Russian has its best year since the Soviet Union
According to a report from Reuters, Russia's oil production hit a post-Soviet high last year. Production averaged 10.58 million barrels per day last year, which was up 0.7% due to contributions from small nonstate producers. As the following chart shows, Russia's daily oil production has steadily risen over the past few years as investments have poured into the country's oil sector due to strong prices and an open opportunity.
Strong Russian production is bad news for oil prices as there simply isn't enough demand for all the oil being produced right now and it is far from the only country with strong production.
Iraq is back on top
Iraq is also enjoying its strongest oil production in decades. Oil exports from the Middle Eastern nation hit levels not seen since 1980 according to the country's oil ministry with the country's southern oil export terminals achieving record sales. As we see in this next chart, Iraqi oil production has been very volatile over the years due to its conflict-laden past.
That being said, production right now continues to head higher as the country is enjoying relative stability for a change. Despite issues with ISIS in the north, the country's southern oil fields are flowing openly at the moment, which is contributing to the glut of oil currently available on the market.
Libyan oil is still flowing at the moment
Even Libyan oil continues to flow, despite escalating violence in the country. Last week a blaze at a major oil terminal due to fighting in the country slowed down the country's oil exports and caused that port to shut down. More fighting erupted this week as a Greek-owned oil tanker was bombed by an unidentified military jet while it was anchored in Libya, according to reports. That bombing resulted in at least two deaths and could lead to oil exports from the country to shut down again.
As we see in this next chart, Libya has been trying to regain full oil exports since its civil war began in 2011.
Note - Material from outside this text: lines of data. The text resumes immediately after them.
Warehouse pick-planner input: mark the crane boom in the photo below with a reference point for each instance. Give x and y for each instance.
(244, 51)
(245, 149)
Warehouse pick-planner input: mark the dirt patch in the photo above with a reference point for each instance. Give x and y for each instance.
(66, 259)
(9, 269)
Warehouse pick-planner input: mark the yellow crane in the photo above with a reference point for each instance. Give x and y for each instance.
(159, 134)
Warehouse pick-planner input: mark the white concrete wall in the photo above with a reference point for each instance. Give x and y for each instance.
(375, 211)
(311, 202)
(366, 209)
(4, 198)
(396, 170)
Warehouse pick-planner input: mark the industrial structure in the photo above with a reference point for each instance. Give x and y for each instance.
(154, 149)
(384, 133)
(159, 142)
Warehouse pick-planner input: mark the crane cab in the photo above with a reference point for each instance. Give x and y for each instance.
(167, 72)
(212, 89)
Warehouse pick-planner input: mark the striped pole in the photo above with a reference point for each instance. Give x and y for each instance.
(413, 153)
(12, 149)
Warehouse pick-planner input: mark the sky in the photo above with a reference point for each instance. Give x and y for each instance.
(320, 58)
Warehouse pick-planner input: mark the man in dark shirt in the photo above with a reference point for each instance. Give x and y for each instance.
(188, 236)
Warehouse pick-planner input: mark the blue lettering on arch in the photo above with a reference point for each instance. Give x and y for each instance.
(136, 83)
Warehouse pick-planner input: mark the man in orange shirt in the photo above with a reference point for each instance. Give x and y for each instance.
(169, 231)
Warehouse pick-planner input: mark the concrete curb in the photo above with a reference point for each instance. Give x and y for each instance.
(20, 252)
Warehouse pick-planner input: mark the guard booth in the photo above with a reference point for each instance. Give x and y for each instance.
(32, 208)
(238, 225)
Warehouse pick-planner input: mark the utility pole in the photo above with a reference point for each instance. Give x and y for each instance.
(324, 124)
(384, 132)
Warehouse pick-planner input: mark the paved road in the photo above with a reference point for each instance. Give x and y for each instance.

While recent oil exports were down to just 128,000 barrels per day, none of the country's production is really needed right now as oil supplies elsewhere have more than made up for the lack of Libyan oil on the market. This is in stark contrast to the last time Libyan oil production was shut down. As we see on this next chart, the country's civil war in 2011 had a very noticeable impact on oil prices. The plunge in Libyan oil production led to higher oil prices, which caused Americans to pay more at the pump a few weeks later.
Things are different this time as strong production from Russia, Iraq, and the U.S. is making Libya's oil unimportant to the market. This is why oil prices aren't budging even though recent fighting in the country has been centered around its oil infrastructure.
Oil prices will continue to slide until the market sees a shift in the supply and demand dynamics. Until that happens oil prices will likely keep heading lower because there's simply no reason for oil prices to move higher at the moment. That makes it an unsettling time for energy investors, but one that should eventually pass as the oil market has a history of correcting itself in time.